Wird bei der Aufhebung eines Kaufvertrags über ein Grundstück dieses weiterveräußert, ist für die Anwendung des § 16 Abs. 1 Nr. 1 GrEStG entscheidend, ob für den früheren Erwerber trotz der Vertragsaufhebung die Möglichkeit der Verwertung einer aus dem "rückgängig gemachten" Erwerbsvorgang herzuleitenden Rechtsposition verblieben und der Verkäufer demzufolge nicht aus seinen Bindungen entlassen war. Dem früheren Erwerber verbleibt die Möglichkeit der Verwertung einer aus dem "rückgängig gemachten" Erwerbsvorgang herzuleitenden Rechtsposition jedenfalls dann, wenn der Aufhebungs- und der Weiterveräußerungsvertrag in einer einzigen Urkunde zusammengefasst sind. In diesem Fall hat dieser die rechtliche Möglichkeit, die Aufhebung des ursprünglichen Kaufvertrags zum anschließenden Erwerb des Grundstücks durch eine von ihm ausgewählte dritte Person zu nutzen.

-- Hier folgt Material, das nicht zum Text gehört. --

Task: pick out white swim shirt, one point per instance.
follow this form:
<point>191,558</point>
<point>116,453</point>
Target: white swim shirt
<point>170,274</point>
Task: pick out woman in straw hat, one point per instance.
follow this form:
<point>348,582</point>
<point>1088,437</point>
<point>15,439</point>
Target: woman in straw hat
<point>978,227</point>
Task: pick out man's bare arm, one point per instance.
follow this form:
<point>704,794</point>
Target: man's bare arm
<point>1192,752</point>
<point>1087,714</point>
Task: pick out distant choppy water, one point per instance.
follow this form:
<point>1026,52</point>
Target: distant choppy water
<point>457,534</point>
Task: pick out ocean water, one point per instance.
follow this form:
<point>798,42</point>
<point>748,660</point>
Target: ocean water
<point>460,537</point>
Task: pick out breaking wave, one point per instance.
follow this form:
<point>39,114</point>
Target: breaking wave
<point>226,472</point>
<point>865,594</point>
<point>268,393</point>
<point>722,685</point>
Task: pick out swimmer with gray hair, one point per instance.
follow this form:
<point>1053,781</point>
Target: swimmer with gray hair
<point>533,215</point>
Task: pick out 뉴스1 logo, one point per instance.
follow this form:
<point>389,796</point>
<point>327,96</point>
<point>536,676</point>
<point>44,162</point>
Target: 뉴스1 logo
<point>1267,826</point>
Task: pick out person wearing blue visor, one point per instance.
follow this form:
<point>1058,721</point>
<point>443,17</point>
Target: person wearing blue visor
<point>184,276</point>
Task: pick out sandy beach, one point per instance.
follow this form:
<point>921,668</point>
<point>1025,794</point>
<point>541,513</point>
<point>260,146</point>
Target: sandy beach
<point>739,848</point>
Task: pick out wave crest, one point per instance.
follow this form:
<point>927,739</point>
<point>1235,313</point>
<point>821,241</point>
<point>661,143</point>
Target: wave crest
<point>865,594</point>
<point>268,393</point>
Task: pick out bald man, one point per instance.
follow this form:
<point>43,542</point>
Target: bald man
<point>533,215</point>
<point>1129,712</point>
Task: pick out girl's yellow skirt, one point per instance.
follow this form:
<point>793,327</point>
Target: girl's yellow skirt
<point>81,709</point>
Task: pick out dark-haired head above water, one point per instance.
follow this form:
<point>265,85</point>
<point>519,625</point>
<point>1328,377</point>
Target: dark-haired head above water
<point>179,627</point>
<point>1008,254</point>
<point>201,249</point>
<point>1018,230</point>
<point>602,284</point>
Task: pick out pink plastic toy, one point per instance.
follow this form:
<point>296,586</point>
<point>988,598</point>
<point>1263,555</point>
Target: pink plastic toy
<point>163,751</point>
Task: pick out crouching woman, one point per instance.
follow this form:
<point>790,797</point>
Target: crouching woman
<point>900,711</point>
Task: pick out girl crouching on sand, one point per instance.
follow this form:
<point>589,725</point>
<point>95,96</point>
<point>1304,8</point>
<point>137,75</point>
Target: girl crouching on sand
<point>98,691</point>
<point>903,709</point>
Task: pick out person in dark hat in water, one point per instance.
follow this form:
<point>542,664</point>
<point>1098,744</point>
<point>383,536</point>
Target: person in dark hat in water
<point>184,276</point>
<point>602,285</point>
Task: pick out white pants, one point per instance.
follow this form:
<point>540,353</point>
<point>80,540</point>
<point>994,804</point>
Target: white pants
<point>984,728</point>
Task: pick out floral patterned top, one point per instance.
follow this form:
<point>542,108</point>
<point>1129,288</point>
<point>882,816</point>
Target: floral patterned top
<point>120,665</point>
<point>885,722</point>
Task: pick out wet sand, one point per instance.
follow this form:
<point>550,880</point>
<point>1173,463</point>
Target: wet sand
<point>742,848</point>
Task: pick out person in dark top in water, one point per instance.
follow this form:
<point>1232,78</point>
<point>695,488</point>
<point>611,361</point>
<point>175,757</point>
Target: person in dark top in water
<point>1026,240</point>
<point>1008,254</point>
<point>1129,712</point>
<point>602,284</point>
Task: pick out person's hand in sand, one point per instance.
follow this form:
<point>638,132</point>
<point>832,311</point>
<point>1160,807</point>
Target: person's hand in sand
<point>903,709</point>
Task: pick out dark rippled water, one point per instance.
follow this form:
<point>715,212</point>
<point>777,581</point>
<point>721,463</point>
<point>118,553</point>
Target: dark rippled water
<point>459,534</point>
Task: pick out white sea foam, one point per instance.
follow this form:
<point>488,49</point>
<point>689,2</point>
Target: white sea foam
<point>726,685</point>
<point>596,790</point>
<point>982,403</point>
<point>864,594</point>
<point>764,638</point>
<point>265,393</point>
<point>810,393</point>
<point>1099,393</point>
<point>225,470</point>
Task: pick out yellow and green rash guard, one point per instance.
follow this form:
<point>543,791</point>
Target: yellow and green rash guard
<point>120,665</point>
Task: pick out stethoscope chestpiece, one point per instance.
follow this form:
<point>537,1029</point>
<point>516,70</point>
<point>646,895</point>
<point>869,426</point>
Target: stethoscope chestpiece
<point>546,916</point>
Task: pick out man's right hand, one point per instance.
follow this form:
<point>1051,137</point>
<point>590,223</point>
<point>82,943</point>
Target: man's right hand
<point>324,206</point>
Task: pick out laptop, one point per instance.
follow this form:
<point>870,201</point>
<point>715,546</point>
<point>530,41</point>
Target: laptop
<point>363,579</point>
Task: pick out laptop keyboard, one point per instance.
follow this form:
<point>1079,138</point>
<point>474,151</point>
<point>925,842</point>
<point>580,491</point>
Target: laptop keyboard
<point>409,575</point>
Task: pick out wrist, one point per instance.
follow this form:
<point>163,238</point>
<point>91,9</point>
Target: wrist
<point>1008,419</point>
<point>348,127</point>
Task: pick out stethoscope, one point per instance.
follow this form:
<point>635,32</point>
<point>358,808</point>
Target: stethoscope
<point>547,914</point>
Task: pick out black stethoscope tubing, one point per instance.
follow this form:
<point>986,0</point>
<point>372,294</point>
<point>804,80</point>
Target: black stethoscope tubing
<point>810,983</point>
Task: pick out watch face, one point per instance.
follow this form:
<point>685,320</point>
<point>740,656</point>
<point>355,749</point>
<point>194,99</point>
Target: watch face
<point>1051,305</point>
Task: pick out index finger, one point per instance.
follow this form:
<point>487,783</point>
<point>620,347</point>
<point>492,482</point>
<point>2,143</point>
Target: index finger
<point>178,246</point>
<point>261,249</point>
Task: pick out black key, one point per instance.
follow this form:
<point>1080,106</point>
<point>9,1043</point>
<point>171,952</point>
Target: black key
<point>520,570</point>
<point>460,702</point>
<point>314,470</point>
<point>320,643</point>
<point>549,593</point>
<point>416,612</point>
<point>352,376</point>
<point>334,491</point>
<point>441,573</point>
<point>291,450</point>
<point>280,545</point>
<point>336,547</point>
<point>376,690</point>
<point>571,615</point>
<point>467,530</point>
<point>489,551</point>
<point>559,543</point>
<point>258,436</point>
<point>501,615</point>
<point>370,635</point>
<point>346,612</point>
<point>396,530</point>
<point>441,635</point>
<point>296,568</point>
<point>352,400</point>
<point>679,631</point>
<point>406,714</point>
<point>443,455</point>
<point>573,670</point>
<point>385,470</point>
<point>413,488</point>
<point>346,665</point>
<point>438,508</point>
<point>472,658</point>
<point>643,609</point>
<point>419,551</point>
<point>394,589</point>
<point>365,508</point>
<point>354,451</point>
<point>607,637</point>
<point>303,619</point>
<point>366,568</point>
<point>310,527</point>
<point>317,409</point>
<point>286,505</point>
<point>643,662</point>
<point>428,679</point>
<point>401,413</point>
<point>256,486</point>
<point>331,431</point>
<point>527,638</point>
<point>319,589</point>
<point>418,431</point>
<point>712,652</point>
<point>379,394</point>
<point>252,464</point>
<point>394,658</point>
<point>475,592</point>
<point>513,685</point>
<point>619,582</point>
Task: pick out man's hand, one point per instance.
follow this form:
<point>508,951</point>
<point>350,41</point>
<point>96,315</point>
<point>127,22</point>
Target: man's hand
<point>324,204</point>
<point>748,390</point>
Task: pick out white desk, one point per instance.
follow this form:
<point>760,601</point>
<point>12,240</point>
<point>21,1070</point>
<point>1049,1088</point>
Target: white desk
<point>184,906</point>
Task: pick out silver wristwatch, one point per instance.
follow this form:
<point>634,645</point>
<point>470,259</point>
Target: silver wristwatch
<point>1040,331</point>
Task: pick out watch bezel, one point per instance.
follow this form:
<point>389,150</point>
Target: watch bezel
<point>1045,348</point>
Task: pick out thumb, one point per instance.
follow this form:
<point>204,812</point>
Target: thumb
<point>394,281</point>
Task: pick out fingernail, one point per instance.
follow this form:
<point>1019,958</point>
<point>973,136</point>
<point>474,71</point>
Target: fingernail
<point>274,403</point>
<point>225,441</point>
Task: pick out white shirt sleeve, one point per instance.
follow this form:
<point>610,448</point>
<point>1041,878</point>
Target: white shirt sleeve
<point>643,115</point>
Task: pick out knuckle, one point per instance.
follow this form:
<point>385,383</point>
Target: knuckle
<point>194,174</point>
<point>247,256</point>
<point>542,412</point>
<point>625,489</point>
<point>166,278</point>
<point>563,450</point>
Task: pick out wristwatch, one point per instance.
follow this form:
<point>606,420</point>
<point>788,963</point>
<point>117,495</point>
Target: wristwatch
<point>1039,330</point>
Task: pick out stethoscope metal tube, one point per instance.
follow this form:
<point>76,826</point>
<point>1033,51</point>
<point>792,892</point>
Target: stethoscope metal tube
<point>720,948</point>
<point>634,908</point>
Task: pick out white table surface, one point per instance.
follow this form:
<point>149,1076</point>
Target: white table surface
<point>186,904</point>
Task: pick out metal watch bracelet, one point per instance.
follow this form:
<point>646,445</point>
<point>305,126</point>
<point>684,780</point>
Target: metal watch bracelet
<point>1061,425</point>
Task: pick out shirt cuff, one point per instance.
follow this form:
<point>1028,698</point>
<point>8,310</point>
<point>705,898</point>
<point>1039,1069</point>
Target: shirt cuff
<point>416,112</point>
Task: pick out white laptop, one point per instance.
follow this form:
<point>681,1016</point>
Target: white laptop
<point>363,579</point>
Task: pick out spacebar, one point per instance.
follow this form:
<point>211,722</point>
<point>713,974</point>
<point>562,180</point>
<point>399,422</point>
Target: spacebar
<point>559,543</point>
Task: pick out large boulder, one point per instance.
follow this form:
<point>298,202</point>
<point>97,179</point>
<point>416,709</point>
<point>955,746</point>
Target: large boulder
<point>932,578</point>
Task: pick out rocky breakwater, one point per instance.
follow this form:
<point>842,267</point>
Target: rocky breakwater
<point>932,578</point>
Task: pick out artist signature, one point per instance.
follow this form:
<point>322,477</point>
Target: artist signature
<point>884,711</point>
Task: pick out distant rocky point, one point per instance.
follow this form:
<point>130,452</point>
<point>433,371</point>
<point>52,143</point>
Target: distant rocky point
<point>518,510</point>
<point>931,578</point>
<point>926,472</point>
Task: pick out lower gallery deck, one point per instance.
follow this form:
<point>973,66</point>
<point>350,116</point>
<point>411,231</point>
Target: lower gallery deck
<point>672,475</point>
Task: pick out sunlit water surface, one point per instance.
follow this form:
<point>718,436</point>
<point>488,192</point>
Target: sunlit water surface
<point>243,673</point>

Die Anwendung des § 16 Abs. 1 Nr. 1 GrEStG ist jedoch nur dann ausgeschlossen, wenn der Ersterwerber eine ihm verbliebene Rechtsposition auch in seinem eigenen (wirtschaftlichen) Interesse verwertet hat. Vorliegend ist der Klägerin die Möglichkeit der Verwertung in Bezug auf das mit Kaufvertrag von September 2006 erworbene Grundstück F-Straße verblieben. Denn durch die Beurkundung der Vertragsaufhebung mit der Klägerin einerseits sowie des neuen Kaufvertrages mit der K-GmbH andererseits in nur einer Notarurkunde hat die Grundstückseigentümerin als Veräußerer ihre ursprüngliche Rechtsstellung nicht wiedererlangen können. Denn sie ist aus ihrer Übereignungsverpflichtung der Klägerin gegenüber erst in dem Augenblick entlassen worden, in dem sie hinsichtlich der Übereignung des Grundstücks bereits wieder an die K-GmbH als Zweiterwerber gebunden gewesen ist.
Auch eine Verwertung der der Klägerin verbliebenen Rechtsposition im "eigenen" (wirtschaftlichen) Interesse hat das Finanzamt zu Recht bejaht. Die Verwertung durch die Personen, welche die Klägerin bei der Aufhebung vertreten haben - hier deren Geschäftsführer H und der von diesem bevollmächtigte L -, ist ihr als eigene zuzurechnen. Denn diese haben durch ihre Mitwirkung an der Weiterveräußerung die aus dem ursprünglichen Kaufvertrag verbliebene Rechtsposition zugleich als Organ bzw. Vertreter der Zweitkäuferin und deren einziger Gesellschafterin verwertet.